The Directors are responsible for preparing the Company's financial statements in accordance with applicable law and regulations. Company law requires the Directors to prepare financial statements for each financial year. The Directors have elected to prepare the most recent Group and Company financial statements in accordance with International Financial Reporting Standards (“IFRSs”) as adopted by the European Union and, as regards the Company financial statements, as applied in accordance with the provisions of the Companies Act 2006. Under company law the Directors must not approve the financial statements unless they are satisfied that the financial statements give a true and fair view of the state of affairs of the Group and the Company and of the profit or loss for that period. In preparing the financial statements the Directors are required to:
- select suitable accounting policies and then apply them consistently;
- make judgements and accounting estimates that are reasonable and prudentPrior approval of all capital expenditure;
- state whether applicable IFRSs as adopted by the European Union have been followed subject to any material departures disclosed and explained in the financial statements;
- prepare the financial statements on the going concern basis unless it is inappropriate to presume that the Company will continue in business.
The Directors are responsible for keeping adequate accounting records that are sufficient to disclose with reasonable accuracy the financial position of the Company and the Group and enable the Directors to ensure that the financial statements comply with the Companies Act 2006. The Directors are also responsible for safeguarding the assets of the Company and the Group and hence for taking reasonable steps for the prevention and detection of fraud and other irregularities.
The Directors are responsible for the maintenance and integrity of the corporate and financial information included on the Company’s website. Legislation in the United Kingdom governing the preparation and dissemination of the financial statements may differ from legislation in other jurisdictions.

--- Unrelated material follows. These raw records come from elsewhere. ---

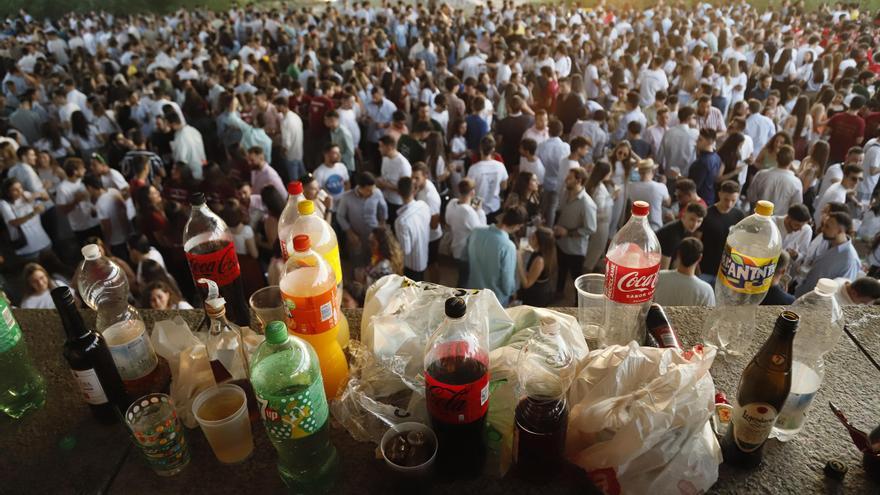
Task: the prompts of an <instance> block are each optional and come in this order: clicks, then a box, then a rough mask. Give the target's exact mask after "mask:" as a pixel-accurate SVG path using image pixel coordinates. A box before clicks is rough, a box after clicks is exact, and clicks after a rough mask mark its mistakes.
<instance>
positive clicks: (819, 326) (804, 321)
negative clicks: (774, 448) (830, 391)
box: [770, 278, 844, 442]
mask: <svg viewBox="0 0 880 495" xmlns="http://www.w3.org/2000/svg"><path fill="white" fill-rule="evenodd" d="M837 288H838V285H837V282H835V281H834V280H831V279H827V278H822V279H819V282H818V283H817V284H816V288H815V289H813V290H812V291H811V292H808V293H806V294H804V295H803V296H801V297H800V298H798V300H797V301H795V302H794V304H793V305H792V306H791V309H792V311H794V312H796V313H798V315H800V317H801V326H800V330H799V331H798V333H797V335H796V336H795V338H794V344H793V359H794V362H793V363H792V368H791V374H792V377H791V391H790V392H789V394H788V399H787V400H786V401H785V405H784V406H783V407H782V411H781V412H780V413H779V417H778V418H776V425H775V426H774V427H773V431H772V433H771V434H770V436H771V437H774V438H778V439H779V441H781V442H787V441H789V440H791V439H792V438H794V437H795V435H797V434H798V432H800V431H801V429H803V427H804V422H805V421H806V419H807V412H808V410H809V408H810V404H811V403H812V402H813V398H814V397H815V396H816V392H817V391H818V390H819V387H820V386H821V385H822V379H823V378H824V377H825V355H826V354H828V352H830V351H831V350H832V349H834V346H835V345H837V341H838V340H840V337H841V335H843V324H844V318H843V310H842V309H841V307H840V305H839V304H837V300H836V299H835V297H834V294H835V293H836V292H837Z"/></svg>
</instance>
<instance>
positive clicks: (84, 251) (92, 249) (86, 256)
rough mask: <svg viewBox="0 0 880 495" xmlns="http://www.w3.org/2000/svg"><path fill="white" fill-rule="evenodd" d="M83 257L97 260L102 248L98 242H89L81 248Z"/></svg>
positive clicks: (99, 255)
mask: <svg viewBox="0 0 880 495" xmlns="http://www.w3.org/2000/svg"><path fill="white" fill-rule="evenodd" d="M81 252H82V254H83V258H85V259H87V260H96V259H98V258H100V257H101V248H99V247H98V245H97V244H87V245H85V246H83V248H82V250H81Z"/></svg>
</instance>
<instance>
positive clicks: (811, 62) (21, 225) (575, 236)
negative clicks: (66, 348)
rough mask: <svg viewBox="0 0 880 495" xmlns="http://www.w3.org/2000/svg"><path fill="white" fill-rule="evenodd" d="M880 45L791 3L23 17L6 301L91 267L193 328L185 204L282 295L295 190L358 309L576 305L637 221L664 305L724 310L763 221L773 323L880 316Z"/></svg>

The Directors are responsible for the preparation of a half-yearly financial report under AIM Rule 18. Accordingly, the Company and the Group's most recent condensed interim financial statements have been prepared in accordance with IAS 34, Interim Financial Reporting as adopted by the European Union and implemented in the UK. The condensed interim financial statements do not include all of the information required for annual financial statements, and should be read in conjunction with the annual financial statements.